Etwas schwerfällig erhebt sie sich und geht zum Auto.
Sie muss ihr Dorf finden, übermorgen wird Mama beerdigt werden. Im Geiste sieht Mariella die Prozession der schwarz gekleideten Alten, die dem Sarg durch die Straßen folgen werden, hört den eintönigen Singsang und das Gemurmel der Trauernden. Nun plötzlich verspürt sie eine seltsame Sehnsucht nach eben diesen alten Riten, die sie früher so gehasst hat.

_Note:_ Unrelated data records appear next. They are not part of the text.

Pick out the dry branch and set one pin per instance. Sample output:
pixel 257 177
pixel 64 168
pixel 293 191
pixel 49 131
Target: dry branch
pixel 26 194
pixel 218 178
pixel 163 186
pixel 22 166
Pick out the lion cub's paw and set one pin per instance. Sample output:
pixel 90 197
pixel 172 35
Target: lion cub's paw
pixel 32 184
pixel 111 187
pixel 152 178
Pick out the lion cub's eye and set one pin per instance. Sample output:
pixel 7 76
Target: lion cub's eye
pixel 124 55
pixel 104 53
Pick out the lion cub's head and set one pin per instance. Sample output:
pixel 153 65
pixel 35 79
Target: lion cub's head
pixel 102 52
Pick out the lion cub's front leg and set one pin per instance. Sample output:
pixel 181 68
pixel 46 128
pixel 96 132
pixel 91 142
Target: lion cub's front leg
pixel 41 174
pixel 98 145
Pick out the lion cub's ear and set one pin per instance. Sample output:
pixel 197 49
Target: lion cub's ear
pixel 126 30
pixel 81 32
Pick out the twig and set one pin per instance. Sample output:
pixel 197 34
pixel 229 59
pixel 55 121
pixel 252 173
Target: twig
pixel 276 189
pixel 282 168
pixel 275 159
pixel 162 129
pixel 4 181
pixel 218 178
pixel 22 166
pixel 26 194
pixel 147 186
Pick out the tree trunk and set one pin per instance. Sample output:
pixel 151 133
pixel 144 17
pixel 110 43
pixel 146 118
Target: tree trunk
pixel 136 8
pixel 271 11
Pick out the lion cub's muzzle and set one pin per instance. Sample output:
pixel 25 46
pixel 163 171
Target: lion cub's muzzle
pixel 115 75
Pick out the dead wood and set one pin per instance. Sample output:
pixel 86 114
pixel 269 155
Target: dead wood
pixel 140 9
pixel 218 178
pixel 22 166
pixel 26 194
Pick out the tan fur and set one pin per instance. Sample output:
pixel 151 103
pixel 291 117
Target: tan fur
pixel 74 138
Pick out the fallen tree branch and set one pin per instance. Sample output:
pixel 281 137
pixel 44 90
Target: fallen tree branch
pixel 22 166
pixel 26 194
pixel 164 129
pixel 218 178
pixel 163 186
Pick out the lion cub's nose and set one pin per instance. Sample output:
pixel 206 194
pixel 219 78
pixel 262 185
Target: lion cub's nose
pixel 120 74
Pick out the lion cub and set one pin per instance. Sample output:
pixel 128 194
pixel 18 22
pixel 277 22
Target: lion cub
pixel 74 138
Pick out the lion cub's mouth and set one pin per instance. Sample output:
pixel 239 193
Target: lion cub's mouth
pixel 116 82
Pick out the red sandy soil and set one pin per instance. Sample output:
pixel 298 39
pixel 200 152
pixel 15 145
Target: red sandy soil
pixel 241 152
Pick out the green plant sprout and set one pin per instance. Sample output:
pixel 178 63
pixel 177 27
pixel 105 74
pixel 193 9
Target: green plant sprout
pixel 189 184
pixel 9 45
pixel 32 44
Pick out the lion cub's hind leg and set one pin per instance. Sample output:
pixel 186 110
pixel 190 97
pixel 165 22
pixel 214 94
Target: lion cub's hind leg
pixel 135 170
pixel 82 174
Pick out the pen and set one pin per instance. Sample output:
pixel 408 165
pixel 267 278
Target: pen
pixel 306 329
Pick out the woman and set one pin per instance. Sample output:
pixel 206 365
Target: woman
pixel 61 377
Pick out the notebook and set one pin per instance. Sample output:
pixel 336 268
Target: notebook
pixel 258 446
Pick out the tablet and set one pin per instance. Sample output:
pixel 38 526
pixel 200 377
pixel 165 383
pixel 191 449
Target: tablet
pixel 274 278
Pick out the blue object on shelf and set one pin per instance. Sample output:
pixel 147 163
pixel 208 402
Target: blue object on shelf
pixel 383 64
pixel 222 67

Es dämmert schon, als sie endlich das Dorf erreicht. Schnurgerade führt die Straße an den ersten modernen Häusern vorbei, viele gekennzeichnet mit Schildern, die freie oder besetzte Zimmer verkünden. Mariella ist verwirrt. Hier müsste eigentlich der Torbogen kommen, hinter dem sich die Piazza befindet, damals Treffpunkt der Männer, die vor der kleinen Trattoria gesessen, Brettspiele gespielt oder gelesen haben. Die Piazza, die umgeben gewesen ist von den alten kleinen Häusern mit den grünen Fensterläden, die sich im Sommer nie geöffnet haben. Die Piazza mit den Kübeln von Bougainvillae und Oleander, die seitlich der großen Kastanie gestanden haben.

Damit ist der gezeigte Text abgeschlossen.